Читать книгу У истоков Третьего Рима - Александр Бубенников - Страница 1

1. Казанские дела

Оглавление

До обидного буднично и хлопотно принял славную державу отца Ивана Великого новый великий князь московский Василий осенью 1505 года. Не было в столице никаких торжественных обрядов и священных посвящений его на царство, что вольно или невольно напомнили бы подданным великого князя о несчастном царевиче Дмитрии-внуке, пышно венчанном на царство Русское и в один черный миг свергнутом с престола и заточенном в темницу. Не до пышностей престольных было, тем более тогда, когда разрастался клубок проблем и хлопот государства Московского в связи с казанскими и литовскими делами.

Против Москвы восстал ее вассал хан Казани Мухаммед-Эмин. А в Литве, демонстративно бряцавшей оружием против восточного соседа, только что потерявшего государя Ивана, усилились гонения латинян на православных и притеснения его несчастной дочери Елены, великой княгини Литовской. Тут уже не до царских торжественных обрядов наследника престола Василия, отправившего в темницу своего незадачливого племянника Дмитрия, несмотря на то, что тот примерил еще пятнадцатилетним шапку Мономаха.

Многие тогда на Руси склоняли 26-летнего Василия к проявлению воистину царского великодушия взошедшего на престол дяди к поверженному опальному племяннику Дмитрию. А главным ходатаем за царевича был прямодушный и мужественный военачальник Василий Холмский.

– Царь всегда милостив к сирым и поверженным. Негоже, государь, продлевать страданиям Дмитрия. – ненавязчиво, но настойчиво наставлял Василия, потупив глаза и тяжело, по медвежьи переминаясь с ноги на ногу, глава Боярской думы Василий Холмский, выражая чуть ли не общее единодушное мнение московской родовой аристократии. – Твой покойный батюшка у внука прощения просил за содеянное с ним, поставив на царство достойного из достойнейших своего сына Василия…

– Да какой же я царь. – отшучивался с холодными насмешливыми глазами Василий. – Даже на царство нет времени и желания быть венчанным. Вот так-то, друг ситный.

Знал дядюшка Василий, что в схватке за московский престол – причем не на жизнь, а на смерть с племянником Дмитрием – он мог опираться только на худородных дьяков и мелкопоместных дворян.
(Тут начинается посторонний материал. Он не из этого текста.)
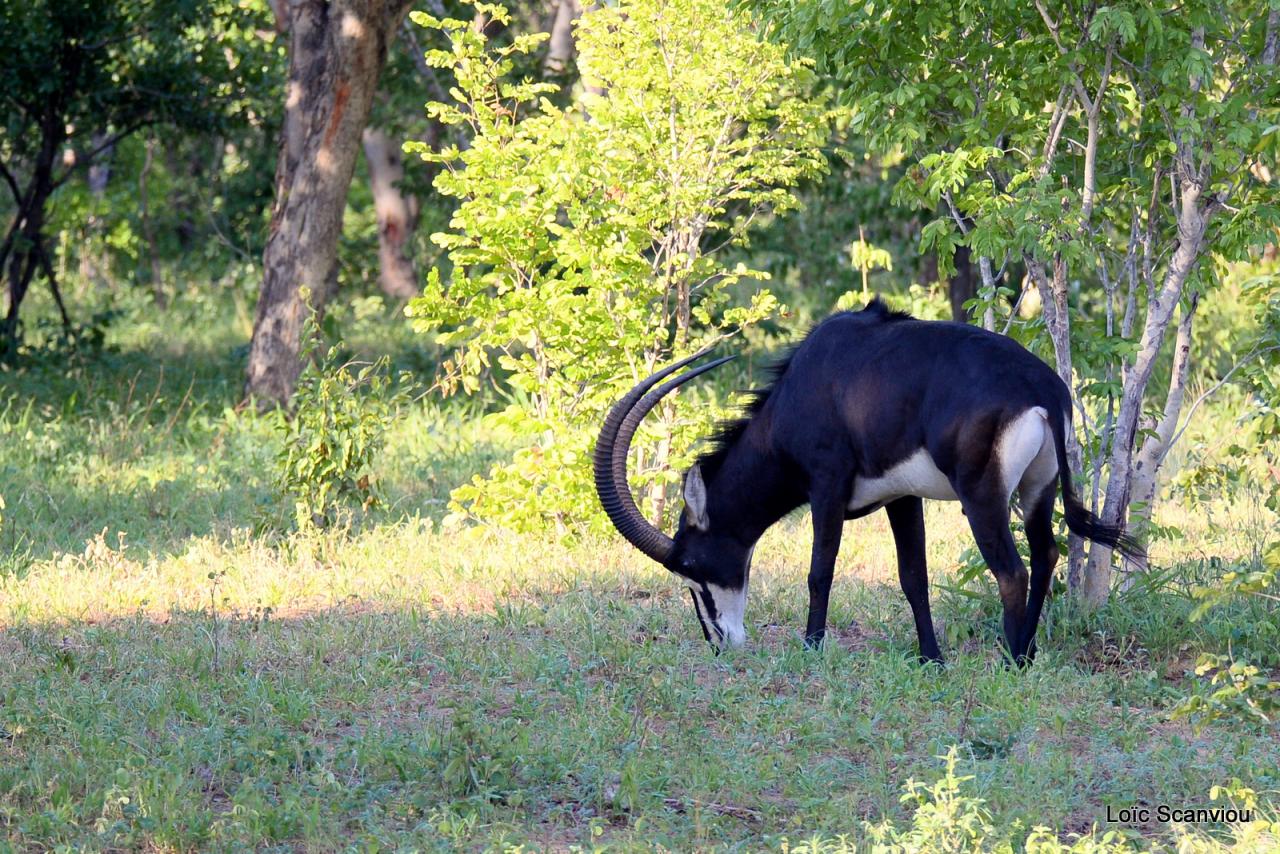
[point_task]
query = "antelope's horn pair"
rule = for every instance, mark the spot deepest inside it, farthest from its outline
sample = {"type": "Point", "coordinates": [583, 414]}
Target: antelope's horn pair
{"type": "Point", "coordinates": [615, 443]}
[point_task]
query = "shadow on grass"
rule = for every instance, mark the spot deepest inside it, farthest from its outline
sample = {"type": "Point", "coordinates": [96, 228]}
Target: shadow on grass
{"type": "Point", "coordinates": [571, 713]}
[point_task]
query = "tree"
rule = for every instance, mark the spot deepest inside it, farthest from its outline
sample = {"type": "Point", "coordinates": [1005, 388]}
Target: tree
{"type": "Point", "coordinates": [78, 77]}
{"type": "Point", "coordinates": [1107, 147]}
{"type": "Point", "coordinates": [337, 51]}
{"type": "Point", "coordinates": [585, 250]}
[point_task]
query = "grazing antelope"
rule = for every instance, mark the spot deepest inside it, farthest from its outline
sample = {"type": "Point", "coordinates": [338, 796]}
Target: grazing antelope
{"type": "Point", "coordinates": [872, 410]}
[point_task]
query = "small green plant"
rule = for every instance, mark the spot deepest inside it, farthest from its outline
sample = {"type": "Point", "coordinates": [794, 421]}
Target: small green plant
{"type": "Point", "coordinates": [945, 817]}
{"type": "Point", "coordinates": [342, 410]}
{"type": "Point", "coordinates": [1237, 688]}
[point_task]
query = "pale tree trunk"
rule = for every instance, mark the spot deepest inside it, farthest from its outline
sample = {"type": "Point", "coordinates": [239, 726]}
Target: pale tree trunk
{"type": "Point", "coordinates": [560, 46]}
{"type": "Point", "coordinates": [99, 176]}
{"type": "Point", "coordinates": [337, 51]}
{"type": "Point", "coordinates": [147, 231]}
{"type": "Point", "coordinates": [397, 215]}
{"type": "Point", "coordinates": [1192, 220]}
{"type": "Point", "coordinates": [1057, 322]}
{"type": "Point", "coordinates": [1146, 465]}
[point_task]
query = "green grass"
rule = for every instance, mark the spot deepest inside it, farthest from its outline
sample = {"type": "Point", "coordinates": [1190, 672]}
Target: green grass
{"type": "Point", "coordinates": [193, 677]}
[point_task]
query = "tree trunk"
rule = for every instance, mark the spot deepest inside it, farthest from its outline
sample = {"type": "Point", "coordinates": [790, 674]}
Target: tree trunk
{"type": "Point", "coordinates": [24, 240]}
{"type": "Point", "coordinates": [337, 51]}
{"type": "Point", "coordinates": [1057, 322]}
{"type": "Point", "coordinates": [961, 287]}
{"type": "Point", "coordinates": [1146, 467]}
{"type": "Point", "coordinates": [560, 46]}
{"type": "Point", "coordinates": [1192, 222]}
{"type": "Point", "coordinates": [397, 215]}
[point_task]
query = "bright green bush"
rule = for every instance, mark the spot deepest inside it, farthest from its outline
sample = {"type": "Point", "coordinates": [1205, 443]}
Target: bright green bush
{"type": "Point", "coordinates": [581, 245]}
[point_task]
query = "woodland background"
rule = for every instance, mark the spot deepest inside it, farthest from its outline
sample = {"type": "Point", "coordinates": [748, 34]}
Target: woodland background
{"type": "Point", "coordinates": [312, 310]}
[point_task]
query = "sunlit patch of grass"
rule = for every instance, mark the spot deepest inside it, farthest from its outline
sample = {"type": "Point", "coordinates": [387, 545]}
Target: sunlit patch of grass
{"type": "Point", "coordinates": [178, 670]}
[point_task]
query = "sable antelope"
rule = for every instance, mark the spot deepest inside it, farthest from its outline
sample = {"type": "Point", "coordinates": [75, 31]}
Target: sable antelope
{"type": "Point", "coordinates": [873, 409]}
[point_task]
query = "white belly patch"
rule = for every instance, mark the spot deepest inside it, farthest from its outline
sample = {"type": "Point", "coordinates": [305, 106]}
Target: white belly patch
{"type": "Point", "coordinates": [917, 475]}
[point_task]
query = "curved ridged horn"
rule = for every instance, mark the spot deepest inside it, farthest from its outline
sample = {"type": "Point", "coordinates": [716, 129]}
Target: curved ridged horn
{"type": "Point", "coordinates": [611, 456]}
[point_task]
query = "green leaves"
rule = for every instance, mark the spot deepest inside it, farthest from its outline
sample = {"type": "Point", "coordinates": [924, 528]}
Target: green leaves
{"type": "Point", "coordinates": [336, 433]}
{"type": "Point", "coordinates": [583, 246]}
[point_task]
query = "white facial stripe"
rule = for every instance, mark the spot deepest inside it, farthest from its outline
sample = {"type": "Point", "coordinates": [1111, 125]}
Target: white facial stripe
{"type": "Point", "coordinates": [702, 608]}
{"type": "Point", "coordinates": [730, 610]}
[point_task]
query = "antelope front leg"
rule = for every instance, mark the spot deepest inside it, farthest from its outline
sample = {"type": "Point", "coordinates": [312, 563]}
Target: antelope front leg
{"type": "Point", "coordinates": [828, 521]}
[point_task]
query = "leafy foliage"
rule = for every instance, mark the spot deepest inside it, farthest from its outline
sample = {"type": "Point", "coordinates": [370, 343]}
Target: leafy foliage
{"type": "Point", "coordinates": [332, 441]}
{"type": "Point", "coordinates": [583, 247]}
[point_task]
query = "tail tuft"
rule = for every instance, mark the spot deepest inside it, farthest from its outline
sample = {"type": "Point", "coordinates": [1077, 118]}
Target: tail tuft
{"type": "Point", "coordinates": [1091, 528]}
{"type": "Point", "coordinates": [1079, 520]}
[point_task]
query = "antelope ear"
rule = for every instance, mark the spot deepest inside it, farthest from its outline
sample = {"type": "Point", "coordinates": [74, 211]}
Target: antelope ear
{"type": "Point", "coordinates": [695, 498]}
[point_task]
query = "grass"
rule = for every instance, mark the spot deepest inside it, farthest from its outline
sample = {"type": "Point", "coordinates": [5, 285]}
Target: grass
{"type": "Point", "coordinates": [178, 674]}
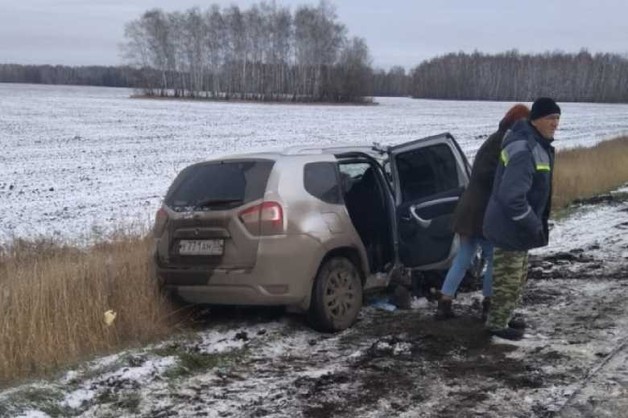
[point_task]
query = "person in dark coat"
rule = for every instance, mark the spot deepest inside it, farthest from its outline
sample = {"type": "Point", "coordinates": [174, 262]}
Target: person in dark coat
{"type": "Point", "coordinates": [469, 216]}
{"type": "Point", "coordinates": [516, 218]}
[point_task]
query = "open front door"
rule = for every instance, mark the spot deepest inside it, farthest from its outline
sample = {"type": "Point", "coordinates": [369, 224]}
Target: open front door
{"type": "Point", "coordinates": [429, 176]}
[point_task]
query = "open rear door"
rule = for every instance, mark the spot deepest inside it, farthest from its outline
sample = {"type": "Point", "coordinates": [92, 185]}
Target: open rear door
{"type": "Point", "coordinates": [429, 176]}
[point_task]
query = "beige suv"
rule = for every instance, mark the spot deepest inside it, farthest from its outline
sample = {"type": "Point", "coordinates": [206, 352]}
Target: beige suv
{"type": "Point", "coordinates": [309, 228]}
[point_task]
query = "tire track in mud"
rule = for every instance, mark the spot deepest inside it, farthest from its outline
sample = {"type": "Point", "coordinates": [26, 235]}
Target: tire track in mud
{"type": "Point", "coordinates": [611, 371]}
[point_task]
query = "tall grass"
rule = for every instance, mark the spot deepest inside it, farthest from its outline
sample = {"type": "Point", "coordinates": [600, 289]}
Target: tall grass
{"type": "Point", "coordinates": [53, 297]}
{"type": "Point", "coordinates": [586, 172]}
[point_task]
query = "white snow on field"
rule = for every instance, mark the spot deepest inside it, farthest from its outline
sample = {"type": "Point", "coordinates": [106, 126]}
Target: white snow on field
{"type": "Point", "coordinates": [77, 162]}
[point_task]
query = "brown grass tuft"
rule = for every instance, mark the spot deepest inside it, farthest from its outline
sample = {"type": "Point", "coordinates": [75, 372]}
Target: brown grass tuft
{"type": "Point", "coordinates": [586, 172]}
{"type": "Point", "coordinates": [53, 299]}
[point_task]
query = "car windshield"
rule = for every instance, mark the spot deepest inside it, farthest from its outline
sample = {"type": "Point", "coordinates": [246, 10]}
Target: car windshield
{"type": "Point", "coordinates": [219, 185]}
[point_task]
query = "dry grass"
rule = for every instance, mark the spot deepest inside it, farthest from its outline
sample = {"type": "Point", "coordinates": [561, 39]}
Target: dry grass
{"type": "Point", "coordinates": [53, 299]}
{"type": "Point", "coordinates": [586, 172]}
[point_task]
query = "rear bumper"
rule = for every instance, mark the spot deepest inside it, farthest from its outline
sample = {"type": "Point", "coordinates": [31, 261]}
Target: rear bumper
{"type": "Point", "coordinates": [283, 275]}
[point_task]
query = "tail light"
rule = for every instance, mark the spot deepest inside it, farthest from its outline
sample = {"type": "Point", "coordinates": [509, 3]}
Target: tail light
{"type": "Point", "coordinates": [263, 219]}
{"type": "Point", "coordinates": [161, 219]}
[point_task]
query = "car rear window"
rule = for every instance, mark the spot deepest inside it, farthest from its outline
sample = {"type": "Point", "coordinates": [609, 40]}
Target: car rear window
{"type": "Point", "coordinates": [427, 171]}
{"type": "Point", "coordinates": [321, 180]}
{"type": "Point", "coordinates": [219, 184]}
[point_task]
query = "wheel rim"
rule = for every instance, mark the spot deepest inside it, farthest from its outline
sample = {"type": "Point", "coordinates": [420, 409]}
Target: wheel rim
{"type": "Point", "coordinates": [341, 294]}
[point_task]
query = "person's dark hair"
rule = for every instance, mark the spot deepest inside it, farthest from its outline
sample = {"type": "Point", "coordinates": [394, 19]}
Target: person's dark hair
{"type": "Point", "coordinates": [543, 106]}
{"type": "Point", "coordinates": [518, 111]}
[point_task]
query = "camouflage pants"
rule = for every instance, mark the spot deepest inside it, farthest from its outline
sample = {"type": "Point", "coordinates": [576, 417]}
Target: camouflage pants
{"type": "Point", "coordinates": [510, 272]}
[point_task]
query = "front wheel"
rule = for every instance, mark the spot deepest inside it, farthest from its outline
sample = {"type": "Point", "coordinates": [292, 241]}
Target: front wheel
{"type": "Point", "coordinates": [336, 296]}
А московская боярская и княжеская аристократия ему в этом смертельно опасном деле никак не помощник, – скорее враг и очень и очень опасный, которой великокняжеский палец в рот не клади, тут же откусит по локоть, а то и по плечо с шеей.

Холмский скрипел зубами, оглядывался назад на понурое окружение своих ближних думских бояр, пожимал зябко плечами и понимающе покачивал головой. Снова государь уходит от серьезного душеспасительного разговора со своим шурином. А ведь было такое доброе время, когда скоропостижная смерть сестры Василия Феодосии ровно через год после её свадьбы с Василием Холмским, казалось, сдружила, сблизила в горе двух Василиев. А ныне Холмский с горечью осознавал, что в их дружбе и близости при государе Иване случился едва заметный предел и надлом. Правда, не столь заметный для постороннего глаза, когда новый государь явно недоволен решимостью своего шурина заступиться за Дмитрия-внука. С подозрением относится Василий Иванович к скромным попыткам своего шурина-тёзки вместе с московской боярской партией вытащить царевича из темницы на свет божий. И потихоньку отдалял его от себя, из ближайших родичей-соратников переводил втихую в соперники или даже в будущие враги.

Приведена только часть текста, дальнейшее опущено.